Dank der regelmässigen Besuche der Freiwilligen in den Familien und der Begleitung durch die Regionalleiter:innen von Pro Pallium findet ein kontinuierliches Monitoring des Familiensystems statt. Kritische Situationen können so frühzeitig erkannt werden. Als Koordinationsstelle mit Gesamtüberblick können die Regionalleiter:innen in diesen Fällen auch Brücken zu weiteren gesundheits- und sozialpolitischen Diensten schlagen.

Betroffene Familien berichten von einer immensen Qualität und Hilfsbereitschaft, welche die Freiwilligeneinsätze von Pro Pallium mit sich bringen. Weil diese Einsätze zur effektiven Entlastung und zu Verschnaufpausen im Alltag führen, können sie ebenfalls dazu beitragen, dass Betroffene weniger auf psychologische oder psychiatrische Dienstleistungen angewiesen sind und sich entsprechend vermehrt auch in der Lage fühlen, einer beruflichen Tätigkeit nachzugehen.

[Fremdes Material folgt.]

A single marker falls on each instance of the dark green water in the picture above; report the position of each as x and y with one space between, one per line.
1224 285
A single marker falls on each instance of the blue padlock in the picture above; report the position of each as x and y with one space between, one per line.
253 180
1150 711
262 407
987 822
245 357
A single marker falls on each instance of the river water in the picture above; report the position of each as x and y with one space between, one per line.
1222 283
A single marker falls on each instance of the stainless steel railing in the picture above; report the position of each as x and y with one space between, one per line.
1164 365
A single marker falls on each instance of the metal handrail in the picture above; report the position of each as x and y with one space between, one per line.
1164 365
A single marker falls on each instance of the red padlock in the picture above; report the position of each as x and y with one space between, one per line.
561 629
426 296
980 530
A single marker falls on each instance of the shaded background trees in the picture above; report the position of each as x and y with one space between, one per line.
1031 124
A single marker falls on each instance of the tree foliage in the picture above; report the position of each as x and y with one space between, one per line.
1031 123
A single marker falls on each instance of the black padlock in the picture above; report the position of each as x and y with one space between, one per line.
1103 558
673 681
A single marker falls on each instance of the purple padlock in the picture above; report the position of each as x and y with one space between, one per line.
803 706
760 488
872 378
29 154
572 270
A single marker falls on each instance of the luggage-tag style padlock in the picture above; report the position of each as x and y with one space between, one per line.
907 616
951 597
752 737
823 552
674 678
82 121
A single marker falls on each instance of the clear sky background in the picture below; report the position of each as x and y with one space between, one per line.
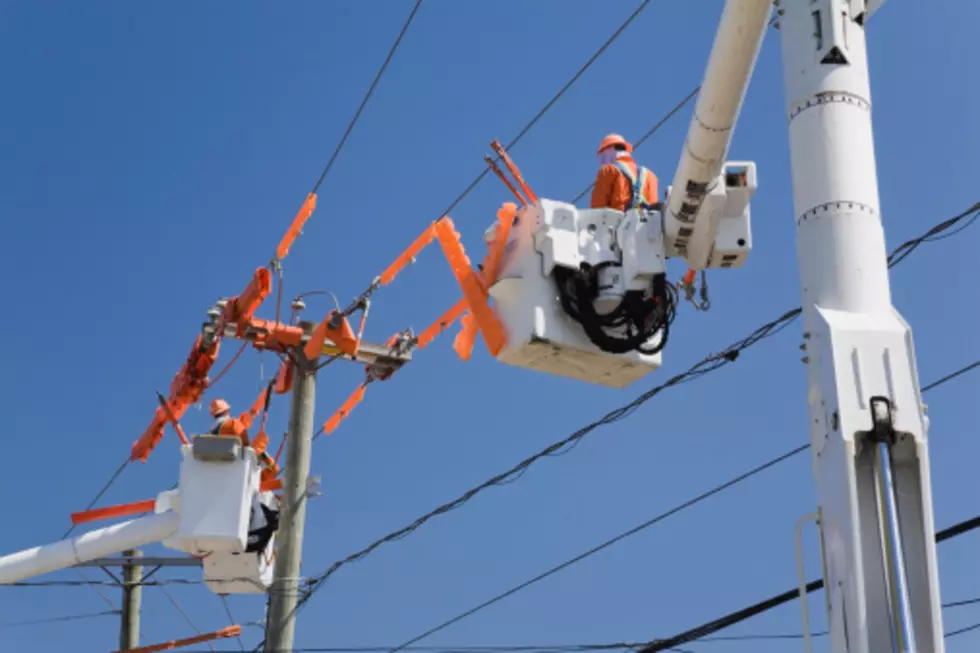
154 153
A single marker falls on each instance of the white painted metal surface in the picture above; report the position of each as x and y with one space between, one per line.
857 345
691 233
89 546
215 502
540 335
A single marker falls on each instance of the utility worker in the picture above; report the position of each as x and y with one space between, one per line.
622 184
225 424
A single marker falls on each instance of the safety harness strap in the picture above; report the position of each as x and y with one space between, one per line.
636 183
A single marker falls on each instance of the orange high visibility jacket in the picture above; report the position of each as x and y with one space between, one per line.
614 190
232 426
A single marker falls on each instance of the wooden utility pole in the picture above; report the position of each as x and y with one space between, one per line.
129 631
284 594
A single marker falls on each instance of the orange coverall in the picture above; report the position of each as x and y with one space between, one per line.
236 427
613 190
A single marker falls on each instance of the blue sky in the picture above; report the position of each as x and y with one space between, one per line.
154 154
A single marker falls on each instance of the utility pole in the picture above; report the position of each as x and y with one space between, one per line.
284 593
129 631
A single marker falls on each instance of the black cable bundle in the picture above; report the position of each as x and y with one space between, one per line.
628 327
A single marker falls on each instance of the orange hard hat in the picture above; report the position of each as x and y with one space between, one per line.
219 407
614 139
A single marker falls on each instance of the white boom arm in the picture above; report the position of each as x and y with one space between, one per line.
218 510
95 544
867 422
690 225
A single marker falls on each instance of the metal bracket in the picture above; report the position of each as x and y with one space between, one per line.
801 576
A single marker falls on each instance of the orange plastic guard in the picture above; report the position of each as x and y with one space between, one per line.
406 257
186 388
230 631
241 308
292 233
356 397
441 324
271 485
113 511
463 343
473 290
284 379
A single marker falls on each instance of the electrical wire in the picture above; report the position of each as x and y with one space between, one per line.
709 364
53 620
953 375
594 550
910 246
551 103
713 627
231 619
360 109
653 130
639 528
184 614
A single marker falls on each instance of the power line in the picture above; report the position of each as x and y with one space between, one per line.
547 107
374 84
707 365
712 627
183 614
587 554
653 130
690 503
54 620
950 377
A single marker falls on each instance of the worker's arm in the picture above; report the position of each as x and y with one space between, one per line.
605 183
652 189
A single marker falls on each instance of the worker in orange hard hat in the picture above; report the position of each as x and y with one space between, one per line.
225 424
622 184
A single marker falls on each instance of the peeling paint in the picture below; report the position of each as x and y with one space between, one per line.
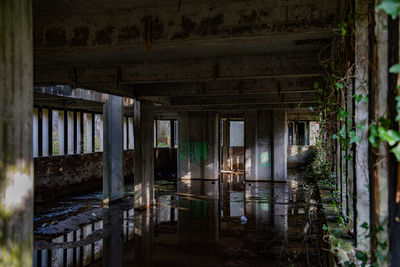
56 37
210 25
188 26
105 36
81 35
129 32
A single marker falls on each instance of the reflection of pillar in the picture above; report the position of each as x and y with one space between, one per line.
198 223
280 208
143 237
112 242
113 172
16 166
144 155
198 145
258 204
280 146
258 145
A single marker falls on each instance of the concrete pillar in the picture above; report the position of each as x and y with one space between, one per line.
35 132
61 136
381 173
101 133
88 132
258 145
16 108
131 135
144 155
125 134
280 146
112 241
70 136
198 156
78 133
113 169
45 132
362 199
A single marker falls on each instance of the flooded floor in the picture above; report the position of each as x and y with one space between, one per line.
194 223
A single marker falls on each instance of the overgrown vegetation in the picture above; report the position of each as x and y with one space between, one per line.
337 129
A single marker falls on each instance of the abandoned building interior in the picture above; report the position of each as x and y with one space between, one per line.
199 133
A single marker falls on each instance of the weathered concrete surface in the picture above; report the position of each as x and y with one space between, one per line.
362 198
168 26
113 168
258 145
165 163
198 145
279 167
144 154
16 108
62 175
297 156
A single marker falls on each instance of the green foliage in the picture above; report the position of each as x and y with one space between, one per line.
391 7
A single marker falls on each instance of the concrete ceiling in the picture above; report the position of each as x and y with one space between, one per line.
123 47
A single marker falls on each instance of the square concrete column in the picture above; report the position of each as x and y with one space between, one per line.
113 169
258 145
16 109
280 146
198 145
144 154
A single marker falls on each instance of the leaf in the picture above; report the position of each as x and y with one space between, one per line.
396 152
383 245
365 225
390 136
343 114
348 157
395 68
391 7
361 127
358 98
379 255
354 138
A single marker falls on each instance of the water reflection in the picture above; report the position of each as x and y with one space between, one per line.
200 224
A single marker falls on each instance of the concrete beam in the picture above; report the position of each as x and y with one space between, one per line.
101 77
224 87
113 169
16 109
165 28
305 98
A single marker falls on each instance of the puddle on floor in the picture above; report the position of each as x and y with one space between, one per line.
196 223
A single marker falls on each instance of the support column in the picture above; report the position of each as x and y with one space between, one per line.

Ausblick: Bessere Versorgung und Aufklärung

Pro Pallium hat sich seit ihrer Gründung 2005 kontinuierlich weitere Ziele gesetzt, welche über das Primärziel der psychosozialen Entlastung von Betroffenen ausgehen:

  • Eine verbesserte Versorgung schwerstkranker Kinder im häuslichen Umfeld – dazu gehört insbesondere die Sensibilisierungsarbeit und die Vernetzung der verschiedenen Akteur:innen in den Regionen.
  • Die Aufbereitung von Informationen für Familien und für Fachpersonen, um diese in ihrer täglichen Arbeit zu unterstützen. Fallvignetten dienen als Muster und Orientierungsrahmen für die Schulung und Weiterbildung.
  • Der verstärkte Austausch und die Kooperation mit Praxispädiater:innen, heilpädagogischen Institutionen und Diensten der pädiatrischen Palliative Care an Kinderspitälern, die für die Versorgung kranker Kinder im häuslichen Umfeld entscheidend sind.
  • Öffentlichkeitsarbeit und Advocacy in der Gesundheits- und Sozialpolitik: Pro Pallium will die Versorgungssituation und die Lebensverhältnisse der betroffenen Kinder und Jugendlichen und ihrer Familien sichtbarer machen, aufklären und ein Bewusstsein für die Pädiatrische Palliative Care schaffen.